Flow Diversion

Why is this procedure done?

A brain aneurysm, also called a cerebral aneurysm, is a weak spot along a blood vessel in the brain that bulges outward. Treatment of an aneurysm depends on factors including the size, location and shape of your aneurysm, whether or not it has ruptured, and your age and general health. Although some aneurysms may go undetected throughout life, these weak-walled outpouchings can bleed or burst, causing stroke, neurological damage or even death.

Flow diversion is a modern treatment that uses a stent — or braided metal tube — that is placed inside the vessel across the weak-walled aneurysm to enable it to heal. The technique is performed through catheters (long skinny plastic tubes) and requires only a small opening of the groin or wrist area, which is why it’s called “minimally invasive.” Once an aneurysm is cured with a flow diversion stent, worldwide there has never been a recurrence (an aneurysm that comes back after treatment). This is the only form of aneurysm treatment that has never had a recurrence.

How is flow diversion done?

Endovascular flow diversion is a treatment in which a catheter is inserted into an artery in your groin or wrist and threaded through the body to the site of the brain aneurysm. The tiny catheter is navigated past the aneurysm without having to enter the aneurysm. Then, the flow-diverting device (also known as a flow diverting stent) is deployed across the neck of the aneurysm in the parent blood vessel where the aneurysm is present.

Almost immediately the blood flow to the aneurysm is reduced. The complete closure of the aneurysm typically occurs at around six months after the procedure.

What are my risks? What are common complications?

All medical procedures have risks. The risks of flow diversion can include bleeding at the site where the artery is entered, injury to the blood vessels surrounding the aneurysm, formation of blood clots on the stent or one of our catheters or guide wires, and adverse reaction to anesthesia.
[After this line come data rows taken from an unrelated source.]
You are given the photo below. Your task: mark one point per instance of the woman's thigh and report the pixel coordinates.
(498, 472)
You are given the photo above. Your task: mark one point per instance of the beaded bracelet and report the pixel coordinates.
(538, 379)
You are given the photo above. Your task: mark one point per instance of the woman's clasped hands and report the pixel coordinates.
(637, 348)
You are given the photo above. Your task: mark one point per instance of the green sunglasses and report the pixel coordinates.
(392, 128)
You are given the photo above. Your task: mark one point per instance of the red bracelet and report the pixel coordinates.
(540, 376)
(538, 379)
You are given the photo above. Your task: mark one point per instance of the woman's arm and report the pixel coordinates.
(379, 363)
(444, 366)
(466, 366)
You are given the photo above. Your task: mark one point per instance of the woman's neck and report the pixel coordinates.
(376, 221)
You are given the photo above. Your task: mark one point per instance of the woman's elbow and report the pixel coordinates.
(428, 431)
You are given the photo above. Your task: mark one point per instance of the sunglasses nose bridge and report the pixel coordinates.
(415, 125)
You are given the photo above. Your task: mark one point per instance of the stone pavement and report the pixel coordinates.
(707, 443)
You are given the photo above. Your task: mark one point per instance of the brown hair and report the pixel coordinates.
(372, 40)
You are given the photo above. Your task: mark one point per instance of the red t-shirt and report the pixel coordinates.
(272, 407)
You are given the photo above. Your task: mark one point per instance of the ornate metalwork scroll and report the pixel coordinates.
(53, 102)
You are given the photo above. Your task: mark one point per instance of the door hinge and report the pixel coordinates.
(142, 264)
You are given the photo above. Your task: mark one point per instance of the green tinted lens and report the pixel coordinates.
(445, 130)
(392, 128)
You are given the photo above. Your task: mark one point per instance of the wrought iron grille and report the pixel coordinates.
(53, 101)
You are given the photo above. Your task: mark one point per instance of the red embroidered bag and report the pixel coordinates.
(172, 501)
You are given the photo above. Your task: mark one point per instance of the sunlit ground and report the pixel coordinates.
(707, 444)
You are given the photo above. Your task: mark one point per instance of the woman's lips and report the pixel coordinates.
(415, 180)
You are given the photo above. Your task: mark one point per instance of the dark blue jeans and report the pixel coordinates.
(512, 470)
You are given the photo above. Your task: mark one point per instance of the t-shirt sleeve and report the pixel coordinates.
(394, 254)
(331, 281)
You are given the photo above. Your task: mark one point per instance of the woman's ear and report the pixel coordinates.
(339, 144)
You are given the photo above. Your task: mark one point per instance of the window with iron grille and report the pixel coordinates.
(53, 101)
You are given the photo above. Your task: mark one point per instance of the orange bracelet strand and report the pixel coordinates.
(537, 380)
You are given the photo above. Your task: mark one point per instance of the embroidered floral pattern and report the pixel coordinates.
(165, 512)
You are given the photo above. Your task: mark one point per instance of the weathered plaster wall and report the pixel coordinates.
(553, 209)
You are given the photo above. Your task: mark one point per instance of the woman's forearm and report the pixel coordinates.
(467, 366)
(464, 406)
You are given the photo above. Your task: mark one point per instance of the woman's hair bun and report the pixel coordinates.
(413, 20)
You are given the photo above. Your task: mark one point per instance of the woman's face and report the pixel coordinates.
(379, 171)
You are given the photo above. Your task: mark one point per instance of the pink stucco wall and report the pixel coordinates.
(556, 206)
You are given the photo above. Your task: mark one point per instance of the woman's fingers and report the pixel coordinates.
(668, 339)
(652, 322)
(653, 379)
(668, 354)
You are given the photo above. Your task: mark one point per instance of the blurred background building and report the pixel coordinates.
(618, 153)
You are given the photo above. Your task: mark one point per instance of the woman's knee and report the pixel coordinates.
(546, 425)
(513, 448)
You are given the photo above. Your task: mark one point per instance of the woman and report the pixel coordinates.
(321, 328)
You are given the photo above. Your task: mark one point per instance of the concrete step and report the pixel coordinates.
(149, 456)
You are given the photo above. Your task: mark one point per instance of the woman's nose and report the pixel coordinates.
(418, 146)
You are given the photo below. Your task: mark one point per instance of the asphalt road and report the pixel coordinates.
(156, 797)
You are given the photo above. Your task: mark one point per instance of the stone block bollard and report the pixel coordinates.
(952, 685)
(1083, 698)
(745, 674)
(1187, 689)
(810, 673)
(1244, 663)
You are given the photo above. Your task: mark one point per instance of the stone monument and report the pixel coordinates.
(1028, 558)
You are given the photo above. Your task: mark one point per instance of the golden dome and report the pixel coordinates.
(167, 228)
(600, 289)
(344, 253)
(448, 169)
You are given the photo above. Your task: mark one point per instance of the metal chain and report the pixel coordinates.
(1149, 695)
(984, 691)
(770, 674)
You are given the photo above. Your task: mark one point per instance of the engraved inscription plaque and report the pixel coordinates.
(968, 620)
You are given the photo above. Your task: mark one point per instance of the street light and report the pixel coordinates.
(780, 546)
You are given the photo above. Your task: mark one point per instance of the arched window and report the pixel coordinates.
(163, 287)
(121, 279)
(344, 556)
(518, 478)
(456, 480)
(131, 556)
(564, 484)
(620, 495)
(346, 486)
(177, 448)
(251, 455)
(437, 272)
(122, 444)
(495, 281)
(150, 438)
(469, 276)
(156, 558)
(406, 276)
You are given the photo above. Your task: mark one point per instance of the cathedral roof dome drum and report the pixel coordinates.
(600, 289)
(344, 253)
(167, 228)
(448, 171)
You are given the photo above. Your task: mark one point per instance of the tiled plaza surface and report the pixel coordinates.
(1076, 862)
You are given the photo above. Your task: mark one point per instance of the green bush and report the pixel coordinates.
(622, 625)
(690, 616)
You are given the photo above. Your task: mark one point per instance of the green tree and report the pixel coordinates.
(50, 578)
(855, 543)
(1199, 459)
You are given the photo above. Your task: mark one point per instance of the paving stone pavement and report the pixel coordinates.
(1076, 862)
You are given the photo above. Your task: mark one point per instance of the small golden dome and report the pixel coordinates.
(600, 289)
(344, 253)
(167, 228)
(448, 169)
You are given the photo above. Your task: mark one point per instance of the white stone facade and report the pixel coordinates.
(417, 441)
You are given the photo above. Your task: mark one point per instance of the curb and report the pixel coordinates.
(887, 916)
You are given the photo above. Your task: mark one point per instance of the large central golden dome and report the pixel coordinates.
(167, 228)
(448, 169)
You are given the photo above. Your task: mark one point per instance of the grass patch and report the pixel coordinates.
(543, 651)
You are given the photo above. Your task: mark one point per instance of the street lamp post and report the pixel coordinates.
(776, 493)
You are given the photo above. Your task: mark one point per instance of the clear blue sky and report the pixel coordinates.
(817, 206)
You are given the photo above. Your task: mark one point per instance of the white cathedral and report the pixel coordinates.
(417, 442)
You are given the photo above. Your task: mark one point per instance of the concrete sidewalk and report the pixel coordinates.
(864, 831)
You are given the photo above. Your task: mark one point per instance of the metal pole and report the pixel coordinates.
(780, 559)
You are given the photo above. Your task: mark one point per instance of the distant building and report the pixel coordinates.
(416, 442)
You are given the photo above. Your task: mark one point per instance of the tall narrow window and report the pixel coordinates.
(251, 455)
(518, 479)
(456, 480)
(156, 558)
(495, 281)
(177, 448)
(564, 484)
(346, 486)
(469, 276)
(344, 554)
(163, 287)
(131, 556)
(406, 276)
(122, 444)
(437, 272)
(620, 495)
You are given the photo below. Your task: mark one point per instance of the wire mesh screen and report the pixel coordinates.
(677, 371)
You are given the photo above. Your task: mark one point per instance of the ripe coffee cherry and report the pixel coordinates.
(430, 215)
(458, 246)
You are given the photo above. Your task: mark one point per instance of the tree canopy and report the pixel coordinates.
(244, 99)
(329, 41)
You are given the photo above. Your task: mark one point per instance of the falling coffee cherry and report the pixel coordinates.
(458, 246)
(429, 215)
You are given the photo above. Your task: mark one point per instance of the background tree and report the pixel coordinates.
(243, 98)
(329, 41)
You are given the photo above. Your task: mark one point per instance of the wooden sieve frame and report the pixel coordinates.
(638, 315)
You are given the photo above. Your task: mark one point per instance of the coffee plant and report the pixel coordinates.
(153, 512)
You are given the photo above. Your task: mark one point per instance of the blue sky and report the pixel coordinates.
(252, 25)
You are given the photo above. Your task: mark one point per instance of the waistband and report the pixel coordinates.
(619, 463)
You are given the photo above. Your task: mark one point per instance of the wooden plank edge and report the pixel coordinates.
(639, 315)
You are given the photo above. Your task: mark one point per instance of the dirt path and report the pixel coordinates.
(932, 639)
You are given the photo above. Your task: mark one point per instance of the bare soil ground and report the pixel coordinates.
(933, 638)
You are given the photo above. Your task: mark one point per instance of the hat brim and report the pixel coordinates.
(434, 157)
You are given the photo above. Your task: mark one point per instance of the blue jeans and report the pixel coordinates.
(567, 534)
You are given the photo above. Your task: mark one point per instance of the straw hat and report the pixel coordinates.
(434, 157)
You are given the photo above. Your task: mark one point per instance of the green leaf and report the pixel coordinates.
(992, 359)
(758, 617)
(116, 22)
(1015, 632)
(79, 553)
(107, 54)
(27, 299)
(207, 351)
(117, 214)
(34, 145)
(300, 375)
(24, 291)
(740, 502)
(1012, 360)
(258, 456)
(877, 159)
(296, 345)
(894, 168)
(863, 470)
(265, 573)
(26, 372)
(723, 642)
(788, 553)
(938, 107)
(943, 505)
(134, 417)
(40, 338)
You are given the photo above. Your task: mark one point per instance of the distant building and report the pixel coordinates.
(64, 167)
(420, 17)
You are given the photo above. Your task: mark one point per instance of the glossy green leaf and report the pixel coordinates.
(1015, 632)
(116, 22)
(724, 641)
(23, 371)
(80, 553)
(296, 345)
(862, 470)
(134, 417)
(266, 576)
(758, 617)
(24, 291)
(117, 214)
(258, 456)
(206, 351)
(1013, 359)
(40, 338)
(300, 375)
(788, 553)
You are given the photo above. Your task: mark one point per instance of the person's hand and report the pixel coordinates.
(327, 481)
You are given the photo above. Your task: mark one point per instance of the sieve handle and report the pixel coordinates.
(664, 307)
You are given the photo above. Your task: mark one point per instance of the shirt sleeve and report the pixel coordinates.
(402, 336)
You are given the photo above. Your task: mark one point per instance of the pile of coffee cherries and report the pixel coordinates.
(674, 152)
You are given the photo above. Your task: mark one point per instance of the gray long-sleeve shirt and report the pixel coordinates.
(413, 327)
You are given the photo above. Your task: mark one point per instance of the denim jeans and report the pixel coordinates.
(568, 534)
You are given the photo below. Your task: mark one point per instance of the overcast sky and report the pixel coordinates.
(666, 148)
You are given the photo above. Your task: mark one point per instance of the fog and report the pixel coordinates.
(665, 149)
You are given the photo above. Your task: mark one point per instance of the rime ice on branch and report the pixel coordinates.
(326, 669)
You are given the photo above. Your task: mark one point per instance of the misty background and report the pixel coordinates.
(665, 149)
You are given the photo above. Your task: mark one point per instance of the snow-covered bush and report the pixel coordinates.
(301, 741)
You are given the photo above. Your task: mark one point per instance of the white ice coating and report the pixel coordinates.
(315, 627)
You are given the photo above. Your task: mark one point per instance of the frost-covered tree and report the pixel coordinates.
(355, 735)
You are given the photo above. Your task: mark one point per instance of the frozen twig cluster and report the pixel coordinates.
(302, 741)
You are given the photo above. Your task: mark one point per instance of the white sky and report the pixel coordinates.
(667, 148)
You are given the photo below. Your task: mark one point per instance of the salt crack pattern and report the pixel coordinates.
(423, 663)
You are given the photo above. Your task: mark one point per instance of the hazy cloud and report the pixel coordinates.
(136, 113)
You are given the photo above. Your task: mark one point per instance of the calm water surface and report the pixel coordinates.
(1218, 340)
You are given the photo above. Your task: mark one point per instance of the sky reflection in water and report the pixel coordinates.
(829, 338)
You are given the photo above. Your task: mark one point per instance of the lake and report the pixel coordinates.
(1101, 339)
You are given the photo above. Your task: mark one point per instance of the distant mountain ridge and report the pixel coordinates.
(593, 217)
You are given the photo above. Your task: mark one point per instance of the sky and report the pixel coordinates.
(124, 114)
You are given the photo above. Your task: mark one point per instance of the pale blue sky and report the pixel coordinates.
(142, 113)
As with any medical procedure, you should talk to your doctor about the risks versus the benefits of the procedure.

What do I need to know before the procedure?

This minimally-invasive (non-surgical) procedure is performed in the hospital in the neurointerventional radiology area and typically takes 1½ – 3 hours. Preparation generally begins a few days prior to the procedure date. Patients will be prescribed antiplatelet medications to start beforehand, which will continue for some time (typically at least six months) afterwards. You will have an overnight stay in the intensive care unit following your procedure.

Patients should not eat or drink anything after midnight on the night before treatment. On the morning of the procedure, patients should take all morning medications with a small sip of water.

General discharge instructions

  • Keep the site clean and dry.
  • You may have soreness, a bruise or a knot near where the needle was inserted for a few days to a few weeks. This is normal.
  • Check the spot where the needle was inserted for redness, pain, swelling and a lot of bleeding or drainage. Call us if this happens.
  • You may shower the next day but do not soak the puncture site for two weeks (no tub bathing, swimming or getting in the hot tub).
  • No exercising, lifting objects greater than 10 pounds or strenuous activity for the next five days.
  • If you take Glucophage (metformin or metformin products), do not take it for two days after the angiogram. On the third day, start again as prescribed.

What should I expect while recovering?

Because this procedure is minimally invasive, recovery is typically quite rapid. Most patients will go home the morning after the procedure is performed. We ask that you take it easy for five days to allow the artery access site to heal. That means no lifting heavy weights or vigorous physical exercise during the first five days. After that, you may return to normal activity. Some patients report feeling more tired than usual during the recovery period while the artery is healing, which can last a few months. Energy levels will typically wax and wane during this time period but will overall trend back towards normal.